Fuiste mamá hace poco, ¿cómo estás viviendo esta etapa?

¡Sí, mi tercer bebé! Una niña preciosa que ha sido una enorme alegría para todos. De tanto viajar conocí a mi actual pareja. Nos conocimos en Chile, él es norteamericano y estaba recorriendo Chile cuando nos conocimos, justo 3 días antes de que él volviera a su país, coincidimos y aquí estamos ahora, casi dos años después, con una nueva personita en nuestras vidas… Ha sido una etapa hermosa que estoy disfrutando mucho.

¿Qué sucederá con tus viajes de ahora en adelante?

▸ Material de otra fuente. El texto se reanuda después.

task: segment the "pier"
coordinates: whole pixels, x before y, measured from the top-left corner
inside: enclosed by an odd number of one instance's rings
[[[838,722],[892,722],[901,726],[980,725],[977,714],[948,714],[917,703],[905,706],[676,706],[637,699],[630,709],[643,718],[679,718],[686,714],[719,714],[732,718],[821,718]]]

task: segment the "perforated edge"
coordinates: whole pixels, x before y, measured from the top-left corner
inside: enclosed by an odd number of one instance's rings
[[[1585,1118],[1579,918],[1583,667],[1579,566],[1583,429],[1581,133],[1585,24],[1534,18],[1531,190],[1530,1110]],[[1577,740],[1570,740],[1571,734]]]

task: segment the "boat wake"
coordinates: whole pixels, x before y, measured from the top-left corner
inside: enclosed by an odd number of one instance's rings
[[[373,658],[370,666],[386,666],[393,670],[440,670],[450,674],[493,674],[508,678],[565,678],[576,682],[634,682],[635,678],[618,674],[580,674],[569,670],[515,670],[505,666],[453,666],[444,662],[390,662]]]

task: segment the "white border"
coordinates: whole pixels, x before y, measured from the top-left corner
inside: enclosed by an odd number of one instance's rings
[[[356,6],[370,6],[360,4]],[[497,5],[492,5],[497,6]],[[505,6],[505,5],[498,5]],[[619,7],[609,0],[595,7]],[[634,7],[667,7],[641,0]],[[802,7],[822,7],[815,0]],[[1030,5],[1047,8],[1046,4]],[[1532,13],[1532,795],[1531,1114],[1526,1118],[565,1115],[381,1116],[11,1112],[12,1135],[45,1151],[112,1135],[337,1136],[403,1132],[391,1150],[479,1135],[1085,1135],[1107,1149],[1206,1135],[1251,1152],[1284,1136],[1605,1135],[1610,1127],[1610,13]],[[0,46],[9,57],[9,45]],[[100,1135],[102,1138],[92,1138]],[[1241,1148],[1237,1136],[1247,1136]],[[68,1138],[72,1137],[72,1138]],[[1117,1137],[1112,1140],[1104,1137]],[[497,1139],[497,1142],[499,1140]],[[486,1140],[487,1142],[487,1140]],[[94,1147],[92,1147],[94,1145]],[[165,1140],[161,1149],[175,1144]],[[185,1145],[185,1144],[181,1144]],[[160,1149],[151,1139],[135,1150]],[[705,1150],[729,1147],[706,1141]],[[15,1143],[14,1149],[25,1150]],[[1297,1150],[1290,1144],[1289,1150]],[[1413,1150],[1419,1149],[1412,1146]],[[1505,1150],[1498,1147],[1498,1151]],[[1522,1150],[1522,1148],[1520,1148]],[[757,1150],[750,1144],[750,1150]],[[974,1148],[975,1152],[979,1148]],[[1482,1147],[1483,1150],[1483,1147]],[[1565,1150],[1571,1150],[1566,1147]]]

Tengo la suerte de que mi pareja es viajero también y, si bien ahora los viajes están suspendidos, en cuanto la pequeña esté más grande, retomaré los viajes, ojalá a nivel familiar ─incluidos mis hijos mayores que hoy ya tienen 13 y 11 años─, aunque se hace más pesado a nivel económico en cuanto a la logística, pues cuando viajas sola ─por último─ duermes en cualquier lado… Me pasó que perdí un vuelo en Chicago y estuve viviendo en el aeropuerto por 3 días, ¡sin ni un peso para comer! Eso me lo banco sola, pero con familia, es más difícil. Así que ahí veremos, pero tengo claro que mi esencia se construye en los viajes, en esa cultura que absorbo y luego traspaso a mis cuadernos.

¿Sientes que te has postergado por ser mamá?

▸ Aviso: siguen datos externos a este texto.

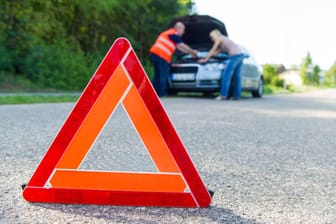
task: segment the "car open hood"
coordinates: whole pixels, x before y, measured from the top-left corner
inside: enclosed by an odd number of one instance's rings
[[[209,50],[212,46],[212,41],[209,33],[213,29],[218,29],[222,34],[228,36],[225,25],[222,21],[208,15],[187,15],[173,19],[169,26],[181,21],[185,24],[186,29],[182,40],[192,48],[198,50]]]
[[[179,57],[174,60],[173,63],[198,63],[197,60],[199,58],[203,58],[205,57],[206,55],[208,54],[208,51],[199,51],[198,52],[198,55],[197,55],[197,58],[193,58],[191,55],[189,54],[181,54],[179,55]],[[223,62],[224,60],[227,60],[229,58],[229,55],[222,52],[222,53],[219,53],[219,54],[216,54],[215,56],[211,57],[209,60],[208,60],[208,63],[218,63],[218,62]]]

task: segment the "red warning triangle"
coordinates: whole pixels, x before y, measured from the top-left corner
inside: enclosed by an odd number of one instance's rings
[[[109,116],[122,104],[157,172],[79,169]],[[23,191],[30,202],[207,207],[211,196],[144,69],[117,39]]]

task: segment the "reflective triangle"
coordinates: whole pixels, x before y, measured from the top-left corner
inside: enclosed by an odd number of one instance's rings
[[[79,169],[120,104],[157,172]],[[117,39],[108,51],[23,197],[48,203],[209,206],[211,196],[127,39]]]

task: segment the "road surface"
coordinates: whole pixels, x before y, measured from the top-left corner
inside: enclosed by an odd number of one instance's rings
[[[0,106],[0,223],[336,223],[336,90],[163,98],[207,187],[206,209],[31,204],[27,183],[73,103]],[[122,107],[83,169],[155,171]]]

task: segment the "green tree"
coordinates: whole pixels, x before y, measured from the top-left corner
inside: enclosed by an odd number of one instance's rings
[[[0,78],[82,89],[120,36],[149,64],[156,36],[189,7],[190,0],[1,0]]]
[[[301,66],[300,66],[300,76],[304,84],[312,83],[312,74],[310,72],[311,66],[313,64],[313,60],[308,52],[307,55],[303,58]]]
[[[324,84],[327,86],[336,87],[336,61],[325,73]]]
[[[318,65],[315,65],[313,68],[313,77],[312,77],[313,85],[318,86],[320,84],[320,72],[321,72],[320,67]]]
[[[278,75],[278,68],[271,64],[263,66],[264,83],[271,84],[272,78]]]

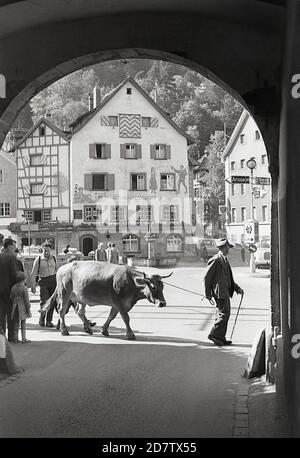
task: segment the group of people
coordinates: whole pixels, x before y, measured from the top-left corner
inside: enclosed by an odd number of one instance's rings
[[[228,262],[228,253],[233,246],[227,239],[217,241],[219,252],[208,261],[207,272],[204,277],[205,296],[216,306],[217,313],[214,326],[208,339],[215,345],[230,345],[232,342],[226,339],[227,325],[230,317],[230,298],[233,293],[244,294],[233,279],[232,270]],[[18,332],[21,329],[22,343],[28,343],[26,338],[26,319],[31,317],[28,289],[26,287],[26,275],[22,262],[17,259],[18,249],[12,239],[5,239],[0,253],[0,328],[4,334],[8,328],[8,341],[19,342]],[[119,263],[120,253],[114,243],[108,243],[104,248],[99,243],[95,251],[95,260]],[[75,258],[71,257],[70,262]],[[51,255],[51,245],[45,242],[42,253],[35,259],[31,271],[31,291],[36,293],[36,284],[40,286],[41,309],[45,302],[52,296],[56,288],[57,260]],[[76,304],[70,304],[75,307]],[[50,307],[47,314],[40,311],[39,325],[42,327],[54,327],[52,323],[55,304]],[[90,323],[94,326],[96,323]]]
[[[104,243],[100,242],[95,251],[95,261],[110,262],[111,264],[119,264],[120,252],[116,248],[115,243],[108,242],[107,248],[104,248]]]

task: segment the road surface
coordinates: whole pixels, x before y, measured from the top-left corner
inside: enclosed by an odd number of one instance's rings
[[[176,268],[166,281],[203,293],[204,272]],[[141,301],[130,312],[133,342],[126,340],[118,317],[111,336],[102,336],[108,307],[87,308],[88,318],[97,322],[94,335],[83,332],[71,311],[71,335],[61,336],[37,325],[39,304],[32,302],[27,326],[32,343],[12,344],[25,371],[0,383],[0,437],[231,437],[247,356],[270,319],[269,278],[252,278],[248,268],[234,273],[246,294],[231,347],[207,339],[214,307],[169,285],[166,308]],[[232,301],[227,337],[239,298]]]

Lo sentí en su momento, pero no actualmente. Aprendí la importancia de que tus hijos vean que te estás realizando como ser humano, que sí, eres su mamá, pero también eres un individuo, con sueños, con metas personales… Ahora, es muy importante que puedas contar con una red de apoyo. Tengo la suerte de que mis hijos se quedaban con su papá (con el que tengo una muy buena relación, somos excelentes amigos) y también con el apoyo de mis padres, sin esta red, habría sido muy difícil que pudiera comenzar a realizar estos sueños aun siendo mamá.

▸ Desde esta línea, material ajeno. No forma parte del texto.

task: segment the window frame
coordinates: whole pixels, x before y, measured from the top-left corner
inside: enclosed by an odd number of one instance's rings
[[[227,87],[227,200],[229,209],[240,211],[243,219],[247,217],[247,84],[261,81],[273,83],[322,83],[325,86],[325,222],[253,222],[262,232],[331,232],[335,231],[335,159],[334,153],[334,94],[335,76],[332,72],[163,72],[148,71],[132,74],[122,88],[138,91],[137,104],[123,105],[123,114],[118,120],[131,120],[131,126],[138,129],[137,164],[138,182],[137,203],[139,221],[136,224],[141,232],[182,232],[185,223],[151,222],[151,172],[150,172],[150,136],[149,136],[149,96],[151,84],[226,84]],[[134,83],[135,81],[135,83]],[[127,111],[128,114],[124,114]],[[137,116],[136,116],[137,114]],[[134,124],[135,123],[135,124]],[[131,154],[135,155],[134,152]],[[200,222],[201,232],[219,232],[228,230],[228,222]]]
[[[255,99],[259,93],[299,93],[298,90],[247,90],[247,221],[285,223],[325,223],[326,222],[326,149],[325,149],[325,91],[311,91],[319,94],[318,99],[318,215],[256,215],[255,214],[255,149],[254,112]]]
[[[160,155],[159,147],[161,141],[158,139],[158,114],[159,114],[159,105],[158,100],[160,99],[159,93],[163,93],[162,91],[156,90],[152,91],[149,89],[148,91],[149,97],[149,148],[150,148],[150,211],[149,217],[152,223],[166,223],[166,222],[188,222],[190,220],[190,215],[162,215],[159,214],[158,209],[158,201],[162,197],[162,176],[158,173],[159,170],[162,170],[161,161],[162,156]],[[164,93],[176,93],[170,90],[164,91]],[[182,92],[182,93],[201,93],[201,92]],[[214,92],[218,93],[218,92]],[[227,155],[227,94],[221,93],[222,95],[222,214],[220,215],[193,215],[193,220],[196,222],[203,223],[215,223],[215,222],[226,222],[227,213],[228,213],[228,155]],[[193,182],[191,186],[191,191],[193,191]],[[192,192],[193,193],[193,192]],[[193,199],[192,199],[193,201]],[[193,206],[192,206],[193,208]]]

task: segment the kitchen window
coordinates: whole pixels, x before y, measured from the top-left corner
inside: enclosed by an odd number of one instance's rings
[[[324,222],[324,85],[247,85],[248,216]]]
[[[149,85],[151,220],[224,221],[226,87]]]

¿Cuáles son tus nuevos proyectos?

A corto plazo, durante 2017, mi proyecto es ir a vivir a EE.UU con mis hijos y mi pareja. Ojalá continuar con mis trabajos freelance, gracias a eso es que podía viajar cuando yo quisiera. Disfrutar de este nuevo capítulo en mi maternidad y, sobre todo, dedicarme a viajar en mis libros. Tengo el proyecto, a mediano plazo, de publicar mis libros durante este tiempo que estaré más “quieta”. Y luego, comenzar nuevamente con los viajes. Ahora que estaré en EE.UU poder ir a Canadá, luego viajar a Europa… Y así, continuar dándole alas a este espíritu nómada que, aun siendo madre, he podido desarrollar.